Physics Programmer

  • Physics Programmer

In the real world, matter is ruled by laws of physics as explained by guys like Newton and Einstein; but in the virtual landscape of video games, the physics programmer makes the rules.


Based on system designs, computing power, and the restrictions of the game engine, physics programmers write the code that governs the natural laws of a video game. The physics engine is intended to simulate effects like gravity in the virtual environment, but this is only an approximation of what we experience in the real world. A number of physics elements must be worked into the virtual world, depending on the style and demands of the game. The programmer is tasked with implementing code for collision detection, the effect produced in games when two objects interact—for instance, two cars locking bumpers, or a character’s ability to pick up a weapon. In addition, the physics programmer writes code for particle systems that control explosions, moving water, smoke, and snow. Our brains have an expectation of what an oil drum should look like when it bursts into flame, and it is the job of the programmer to mimic the real-life result as closely as possible—or at least what Hollywood has conditioned us to think of as real life.

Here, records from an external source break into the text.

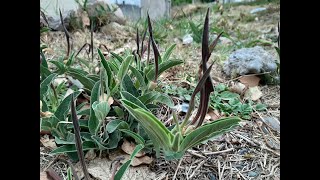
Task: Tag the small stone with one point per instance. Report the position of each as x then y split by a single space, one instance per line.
252 174
249 60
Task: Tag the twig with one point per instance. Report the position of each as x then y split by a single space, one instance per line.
175 173
52 174
244 138
218 152
195 154
197 168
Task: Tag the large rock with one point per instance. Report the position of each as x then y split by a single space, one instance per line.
249 60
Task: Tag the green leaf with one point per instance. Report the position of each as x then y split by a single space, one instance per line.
93 77
78 71
86 145
124 68
127 85
64 106
165 99
101 109
227 95
106 67
93 120
168 53
157 132
118 111
126 95
60 66
261 107
125 166
149 97
44 72
134 135
163 67
116 124
87 82
207 131
44 86
220 88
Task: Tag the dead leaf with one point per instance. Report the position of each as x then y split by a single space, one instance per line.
128 147
250 81
48 143
253 93
271 122
100 169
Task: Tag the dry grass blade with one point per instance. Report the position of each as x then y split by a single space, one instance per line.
44 18
52 174
78 139
91 31
155 50
67 34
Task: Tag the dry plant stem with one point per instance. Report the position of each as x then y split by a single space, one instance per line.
72 168
175 173
197 168
67 34
78 139
91 30
52 174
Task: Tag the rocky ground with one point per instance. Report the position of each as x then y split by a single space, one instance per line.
251 151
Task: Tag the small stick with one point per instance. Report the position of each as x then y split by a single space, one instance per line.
175 173
218 152
197 168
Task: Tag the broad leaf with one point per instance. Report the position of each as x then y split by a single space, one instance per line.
208 131
125 166
116 124
126 95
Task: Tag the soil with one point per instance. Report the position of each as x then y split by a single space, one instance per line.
251 151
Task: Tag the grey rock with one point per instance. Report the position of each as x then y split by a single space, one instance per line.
252 174
249 60
253 11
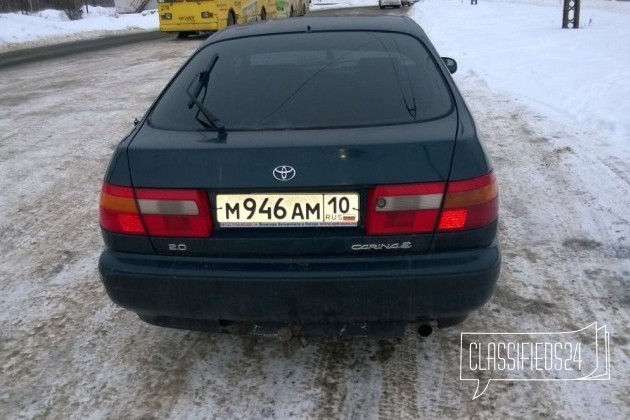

Another important concern of the physics programmer in games featuring human characters or living creatures is “ragdoll physics,” the treatment of a body when struck or killed. As the name suggests, this animation and simulation technique is programmed to treat a body like a rag doll as it hits the ground, giving the subject a set of bones and joints that react to multiple impacts. Games with higher processing power and fewer restrictions on the engine allow the programmer to include more advanced models of movement, collision detection, and particle systems, thus creating more visually sophisticated and realistic simulations of liquids, solids, and kinematic elements. Whatever the technological capacity of the engine, it is the core responsibility of the physics programmer to produce code that enhances the player’s experience and strengthens the authenticity of the game’s action.

Skills & Education

A college degree in computer programming, game development, or advanced mathematics is a requirement for a job as a physics programmer. A firm knowledge of linear algebra, trigonometry, and quaternion math is necessary. Courses in physics and anatomy are also valuable and expected in this career field. You should be proficient in C/C++, Assembly, and SIMD programming, and be comfortable quickly adapting your skills to a new scripting language and proprietary systems. Studios are typically less concerned with which engines or languages you know, but prefer a candidate that demonstrates a high level of skill and flexibility. Experience programming on current-generation consoles is a necessity.

What to Expect

Work as a physics programmer is highly technical, but still creative. In addition to writing code, you are expected to continually look for ways to improve upon existing systems and develop innovative methods to make the most use of limited space and power. No game developer ever wants to compromise quality for speed, so it is your challenge to find methods that meet the goals for both expectations. Major studios that turn out AAA titles require physics programmers to have at least three years of programming experience on multiple shipped titles. Work history in game quality assurance or as a junior software engineer performing low-level optimizations or stability fixes is excellent preparation for this role.